Creating QML components from JS dynamically is just as ugly as creating widgets from C++ dynamically (if not less so, as it is actually more flexible). There is nothing ugly about it, you can implement your QML components in separate files, use every assistance Creator provides in their creation, and instantiate those components wherever you need them as much as you need them. It is far uglier to have everything hidden from the get go, it is also a lot heavier and it could not possibly anticipate everything that might happen as well dynamic component instantiation can.
Here is a minimalistic self-contained example, it doesn't even use a loader, since the dialog is locally available QML file.
Dialog.qml
Rectangle {
id: dialog
anchors.fill: parent
color: "lightblue"
property var target : null
Column {
TextField {
id: name
text: "new name"
}
Button {
text: "OK"
onClicked: {
if (target) target.text = name.text
dialog.destroy()
}
}
Button {
text: "Cancel"
onClicked: dialog.destroy()
}
}
}
main.qml
ApplicationWindow {
visible: true
width: 200
height: 200
Button {
id: button
text: "rename me"
width: 200
onClicked: {
var component = Qt.createComponent("Dialog.qml")
var obj = component.createObject(overlay)
obj.target = button
}
}
Item {
id: overlay
anchors.fill: parent
}
}
Also, the above example is very barebone and just for the sake of illustration, consider using a stack view, either your own implementation or the available since 5.1 stock StackView.
Here's a slight alternative to ddriver's answer that doesn't call Qt.createComponent() every time you create an instance of that component (which will be quite slow):
// Message dialog box component.
Component {
id: messageBoxFactory
MessageDialog {
}
}
// Create and show a new message box.
function showMessage(text, title, modal)
{
if (typeof modal === 'undefined')
modal = true;
// mainWindow is the parent.

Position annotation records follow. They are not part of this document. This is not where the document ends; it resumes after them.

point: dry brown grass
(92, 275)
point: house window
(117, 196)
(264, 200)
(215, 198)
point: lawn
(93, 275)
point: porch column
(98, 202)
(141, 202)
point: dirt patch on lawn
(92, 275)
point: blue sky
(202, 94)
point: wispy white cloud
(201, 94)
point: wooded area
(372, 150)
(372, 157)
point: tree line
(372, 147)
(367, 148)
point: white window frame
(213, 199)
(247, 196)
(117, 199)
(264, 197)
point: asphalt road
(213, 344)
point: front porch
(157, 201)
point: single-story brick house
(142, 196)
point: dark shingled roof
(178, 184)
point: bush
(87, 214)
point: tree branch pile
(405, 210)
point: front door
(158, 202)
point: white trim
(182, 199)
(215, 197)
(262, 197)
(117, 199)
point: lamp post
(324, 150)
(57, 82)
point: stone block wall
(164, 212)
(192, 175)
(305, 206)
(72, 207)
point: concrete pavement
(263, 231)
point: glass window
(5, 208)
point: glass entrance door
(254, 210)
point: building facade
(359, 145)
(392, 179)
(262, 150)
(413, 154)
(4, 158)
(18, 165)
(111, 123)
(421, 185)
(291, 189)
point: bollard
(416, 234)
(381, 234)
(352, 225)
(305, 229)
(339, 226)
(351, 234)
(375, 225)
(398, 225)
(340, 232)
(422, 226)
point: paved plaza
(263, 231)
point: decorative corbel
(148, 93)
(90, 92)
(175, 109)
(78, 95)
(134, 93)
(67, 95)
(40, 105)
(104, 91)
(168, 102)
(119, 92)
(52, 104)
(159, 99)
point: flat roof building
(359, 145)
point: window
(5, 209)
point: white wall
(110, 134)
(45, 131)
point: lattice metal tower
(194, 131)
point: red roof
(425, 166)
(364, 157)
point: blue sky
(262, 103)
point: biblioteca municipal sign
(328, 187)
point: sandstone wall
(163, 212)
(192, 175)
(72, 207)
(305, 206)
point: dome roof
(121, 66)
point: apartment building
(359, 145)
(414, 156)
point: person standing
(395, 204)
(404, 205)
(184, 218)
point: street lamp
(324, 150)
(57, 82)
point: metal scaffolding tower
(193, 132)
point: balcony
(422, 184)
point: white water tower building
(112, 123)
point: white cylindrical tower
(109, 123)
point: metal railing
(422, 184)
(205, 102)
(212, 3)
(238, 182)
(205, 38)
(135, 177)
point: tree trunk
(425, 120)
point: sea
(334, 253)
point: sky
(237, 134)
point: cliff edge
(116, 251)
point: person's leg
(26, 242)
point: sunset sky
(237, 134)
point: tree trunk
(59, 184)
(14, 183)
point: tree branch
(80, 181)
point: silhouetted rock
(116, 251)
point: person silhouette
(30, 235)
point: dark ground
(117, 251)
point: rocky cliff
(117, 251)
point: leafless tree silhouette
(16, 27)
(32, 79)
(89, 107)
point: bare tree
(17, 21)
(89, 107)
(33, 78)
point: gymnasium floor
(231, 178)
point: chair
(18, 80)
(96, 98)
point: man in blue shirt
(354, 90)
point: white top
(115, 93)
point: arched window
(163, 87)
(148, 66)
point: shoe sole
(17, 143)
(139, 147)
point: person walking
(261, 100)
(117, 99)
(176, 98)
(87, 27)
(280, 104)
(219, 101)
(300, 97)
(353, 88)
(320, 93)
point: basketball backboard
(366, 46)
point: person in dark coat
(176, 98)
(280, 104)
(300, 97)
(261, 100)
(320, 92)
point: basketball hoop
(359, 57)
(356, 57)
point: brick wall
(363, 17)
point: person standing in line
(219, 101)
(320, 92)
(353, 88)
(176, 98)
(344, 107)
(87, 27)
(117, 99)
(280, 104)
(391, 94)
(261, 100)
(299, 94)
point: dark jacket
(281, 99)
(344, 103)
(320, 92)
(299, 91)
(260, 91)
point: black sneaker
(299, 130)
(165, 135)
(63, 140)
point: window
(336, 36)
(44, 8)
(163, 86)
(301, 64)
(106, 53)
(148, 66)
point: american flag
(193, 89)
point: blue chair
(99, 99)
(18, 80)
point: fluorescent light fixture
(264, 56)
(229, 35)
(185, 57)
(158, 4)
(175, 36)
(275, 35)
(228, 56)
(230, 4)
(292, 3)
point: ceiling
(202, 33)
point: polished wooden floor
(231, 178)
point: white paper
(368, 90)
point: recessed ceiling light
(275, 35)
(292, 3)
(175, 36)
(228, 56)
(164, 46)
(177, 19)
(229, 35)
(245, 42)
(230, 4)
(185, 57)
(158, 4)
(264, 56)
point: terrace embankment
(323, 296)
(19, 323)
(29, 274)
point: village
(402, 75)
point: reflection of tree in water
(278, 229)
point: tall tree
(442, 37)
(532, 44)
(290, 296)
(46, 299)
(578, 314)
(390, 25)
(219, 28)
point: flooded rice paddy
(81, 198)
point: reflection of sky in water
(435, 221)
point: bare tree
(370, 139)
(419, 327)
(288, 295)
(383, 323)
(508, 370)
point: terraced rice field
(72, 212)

We can also specify initial property values.
var messageDialog = messageBoxFactory.createObject(mainWindow, {
text: text,
title: title,
visible: true,
modality: modal ? Qt.ApplicationModal : Qt.NonModal
} );
messageDialog.accepted.connect(messageDialog.destroy);
messageDialog.rejected.connect(messageDialog.destroy);
}
I think loading and unloading elements is not actual any more because every user have more than 2GB RAM.
And do you think your app can take more than even 512 MB ram? I doubt it.
You should load qml elements and don't unload them, no crashes will happens, just store all pointers and manipulate qml frames.
If you just keep all your QML elements in RAM and store their states, it will works faster and looks better.
Example is my project that developed in that way: https://youtube.com/watch?v=UTMOd2s9Vkk
I have made base frame that inherited by all windows. This frame does have methods hide/show and resetState. Base window does contains all child frames, so via signal/slots other frames show/hide next required frame.